Video Upload Bottlenecks:

  • High Upload Traffic: Causes slow uploads or timeouts.
  • Transcoding Overload: Delays video availability.
  • Mitigation: Scale storage, use message queues, rate-limit uploads.

Playback Issues:

  • High Concurrent Viewers: Viral videos increase latency.
  • Storage Latency: Slow access to video files affects streaming.
  • Mitigation: Use CDNs, preload popular videos, adaptive streaming.

Search Failures:

  • Slow Queries: High traffic or large datasets.
  • Indexing Delays: New videos missing in search.
  • Mitigation: Cache results, scale NoSQL, prioritize indexing.
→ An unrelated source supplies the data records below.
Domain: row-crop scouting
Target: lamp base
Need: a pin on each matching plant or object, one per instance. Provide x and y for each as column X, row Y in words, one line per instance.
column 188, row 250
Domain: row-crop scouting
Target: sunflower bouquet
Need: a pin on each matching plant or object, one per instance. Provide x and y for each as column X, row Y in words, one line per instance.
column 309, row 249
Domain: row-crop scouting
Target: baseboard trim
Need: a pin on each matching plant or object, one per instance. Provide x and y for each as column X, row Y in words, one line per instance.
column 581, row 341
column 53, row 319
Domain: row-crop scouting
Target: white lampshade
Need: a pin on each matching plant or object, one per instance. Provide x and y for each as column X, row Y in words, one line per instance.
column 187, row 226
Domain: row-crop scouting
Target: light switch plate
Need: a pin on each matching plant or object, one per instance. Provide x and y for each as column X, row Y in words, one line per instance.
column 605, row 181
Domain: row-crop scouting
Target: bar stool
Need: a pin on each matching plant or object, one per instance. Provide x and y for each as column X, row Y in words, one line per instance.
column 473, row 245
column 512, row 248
Engagement Service Bottlenecks:

  • Write Heavy Load: Viral videos cause contention.
  • Data Integrity Issues: Concurrent updates cause inconsistencies.
  • Mitigation: Partition data, use locks, cache metrics.

Analytics Delays:

  • Aggregation Slowness: Delayed trending metrics.
  • Data Loss in Queues: Overflow or unprocessed events.
  • Mitigation: Scale pipelines, distributed processing, dead-letter queues.

Load Balancer Issues:

  • Traffic Overload: Causes high latency or dropped requests.
  • Single Point of Failure: Misconfigured or down balancer.
  • Mitigation: Use multi-region load balancers, auto-scaling.

General Failures:

  • Service Outages: One service affects dependent services.
  • Mitigation: Use circuit breakers, retries, graceful degradation.






Future improvements


Scalability:

  • Auto-scale services and storage (e.g., Kubernetes, cloud scaling).
  • Shard relational databases by video/user ID for reduced contention.
  • Scale NoSQL clusters to handle spikes.

Video Delivery:

  • Use CDNs to cache popular videos and reduce storage load.
  • Prewarm cache for trending videos in high-demand regions.

Search Optimization:

  • Incremental indexing for new uploads.
  • Cache frequent search queries for fast responses.

Resilience:

  • Add circuit breakers and rate limiting for service failures.
  • Deploy services across multiple regions with active-active setups.

Analytics:

  • Use real-time frameworks like Apache Flink for instant insights.
  • Pre-aggregate metrics (e.g., views, likes) to speed up queries.

Engagement Service:

  • Create clusters for likes, comments, and subscriptions.
  • Allow eventual consistency for metrics like like counts.

Service Availability:

  • Add multi-region load balancers for failover.
  • Use service discovery tools for automatic rerouting.

Data Storage:

  • Move old videos to cold storage (e.g., AWS Glacier).
  • Use delta updates for metadata changes.

Advanced Features:

  • Add AI-based recommendations for personalized content.
  • Preload videos based on viewing patterns.